Morrissey Alleges Sexual Assault

Pssh, TSA, amirite? Morrissey ended up getting a very, very thorough security check at San Francisco International Airport. One against his will. One that included the quick and tender grab of his penis and testicles. And that, my friends, qualifies as sexual assault. But, but the terrorists…ISIS…if TSA doesn’t fondle some breasts and dicks along the way, how will we stop the horrendous ways of terrorist organizations? Umm, no.

Morrissey put out a statement that explained what happened. It doesn’t seem outrageous, unlike much of what that guy says.

On leaving the US on 27 July I flew from San Francisco International Airport to London on flight BA 284.

At 2:30 in the afternoon I went through the usual airport security procedure including the stand-up ‘scanner’, and all was well – no bleeps and nothing unusual.

Before I could gather my belongings from the usual array of trays I was approached by an “airport security officer” who stopped me, crouched before me and groped my penis and testicles. He quickly moved away as an older “airport security officer” approached.

That’s very furtive. “Crouched”. Some airport officer scampered over like a Rhesus monkey, stuck out his human monkey hand and tickled Morrissey’s fancy. Then just as quickly, scooted away when a bigger predator appeared. The animal kingdom amazes.
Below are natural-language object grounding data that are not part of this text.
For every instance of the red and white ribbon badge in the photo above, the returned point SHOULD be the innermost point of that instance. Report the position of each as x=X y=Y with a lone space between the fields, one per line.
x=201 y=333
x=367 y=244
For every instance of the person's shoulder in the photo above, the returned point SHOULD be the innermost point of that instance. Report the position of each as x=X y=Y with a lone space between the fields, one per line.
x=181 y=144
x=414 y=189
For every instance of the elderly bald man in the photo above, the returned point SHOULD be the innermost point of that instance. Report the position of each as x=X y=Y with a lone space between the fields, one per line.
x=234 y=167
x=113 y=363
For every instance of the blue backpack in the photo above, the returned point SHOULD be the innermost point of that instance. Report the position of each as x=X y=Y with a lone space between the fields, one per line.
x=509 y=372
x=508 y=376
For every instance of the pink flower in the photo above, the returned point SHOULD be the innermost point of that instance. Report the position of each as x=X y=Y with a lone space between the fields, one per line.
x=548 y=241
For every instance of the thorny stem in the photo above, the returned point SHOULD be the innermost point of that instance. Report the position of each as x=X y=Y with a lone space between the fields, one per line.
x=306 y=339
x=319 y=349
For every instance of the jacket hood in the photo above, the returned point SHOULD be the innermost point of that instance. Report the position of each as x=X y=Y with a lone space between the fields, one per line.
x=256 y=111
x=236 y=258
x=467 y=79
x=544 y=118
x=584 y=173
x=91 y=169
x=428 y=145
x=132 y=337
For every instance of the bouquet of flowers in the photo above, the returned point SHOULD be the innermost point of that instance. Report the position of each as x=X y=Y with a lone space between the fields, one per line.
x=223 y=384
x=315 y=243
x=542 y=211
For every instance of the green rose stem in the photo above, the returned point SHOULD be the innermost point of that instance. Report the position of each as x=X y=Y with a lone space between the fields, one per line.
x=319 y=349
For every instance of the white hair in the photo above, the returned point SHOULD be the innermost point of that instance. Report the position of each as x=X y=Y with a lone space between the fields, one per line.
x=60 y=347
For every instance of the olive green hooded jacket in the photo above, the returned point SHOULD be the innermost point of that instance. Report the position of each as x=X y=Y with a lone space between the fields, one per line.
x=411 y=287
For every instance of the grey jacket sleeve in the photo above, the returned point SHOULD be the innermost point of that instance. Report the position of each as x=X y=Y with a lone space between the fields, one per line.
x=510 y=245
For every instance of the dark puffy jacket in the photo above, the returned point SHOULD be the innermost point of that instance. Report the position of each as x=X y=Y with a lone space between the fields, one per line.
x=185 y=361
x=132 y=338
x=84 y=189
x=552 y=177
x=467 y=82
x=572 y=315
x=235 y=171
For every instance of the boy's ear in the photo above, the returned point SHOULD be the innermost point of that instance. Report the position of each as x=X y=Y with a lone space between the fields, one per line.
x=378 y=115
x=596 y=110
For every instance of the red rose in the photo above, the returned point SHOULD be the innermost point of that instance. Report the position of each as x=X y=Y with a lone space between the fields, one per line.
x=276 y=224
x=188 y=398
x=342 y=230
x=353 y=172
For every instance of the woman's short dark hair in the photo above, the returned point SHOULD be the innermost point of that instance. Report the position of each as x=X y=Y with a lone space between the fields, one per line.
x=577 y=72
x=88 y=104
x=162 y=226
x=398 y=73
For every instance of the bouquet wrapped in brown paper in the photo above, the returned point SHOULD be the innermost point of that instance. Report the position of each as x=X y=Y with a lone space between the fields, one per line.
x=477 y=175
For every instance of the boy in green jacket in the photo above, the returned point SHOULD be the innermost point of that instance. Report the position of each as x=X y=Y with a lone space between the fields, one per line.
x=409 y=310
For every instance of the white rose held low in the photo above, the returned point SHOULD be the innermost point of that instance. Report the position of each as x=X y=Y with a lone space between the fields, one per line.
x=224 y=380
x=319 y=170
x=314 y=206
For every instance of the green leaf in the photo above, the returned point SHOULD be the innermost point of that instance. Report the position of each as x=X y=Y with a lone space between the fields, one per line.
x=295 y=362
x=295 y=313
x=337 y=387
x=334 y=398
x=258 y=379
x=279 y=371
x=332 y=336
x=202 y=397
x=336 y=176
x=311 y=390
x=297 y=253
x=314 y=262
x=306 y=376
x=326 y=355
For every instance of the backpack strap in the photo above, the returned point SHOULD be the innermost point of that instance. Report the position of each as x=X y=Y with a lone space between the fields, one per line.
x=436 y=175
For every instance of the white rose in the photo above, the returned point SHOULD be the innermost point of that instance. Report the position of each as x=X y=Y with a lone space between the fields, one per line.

The officer who sexually assaulted me was identified as the General Manager On Duty. Luckily I was accompanied by two members of British Airways Special Services, who were horrified at the sexual attack and suggested that I lodge a complaint. I asked if there would be any point in lodging a complaint since, as with any complaint against a figure in “authority”, the complaints are simply collected in order to protect the guilty officer should the matter go further. The British Airways Special Services employees assured me that a complaint was worthwhile, and so I filed the appropriate information. However, before doing so, the guilty “officer” was confronted, and the conversation went thus:

You have just sexually groped this man.
Officer: That’s just your opinion.
What you have done is illegal.
Officer: That’s just your opinion.
You have no right to do what you have just done.
Officer: That’s just your opinion.

That groper should switch careers and be a lawyer or politician. S/he is very good at repeating talking points. “That’s just your opinion.”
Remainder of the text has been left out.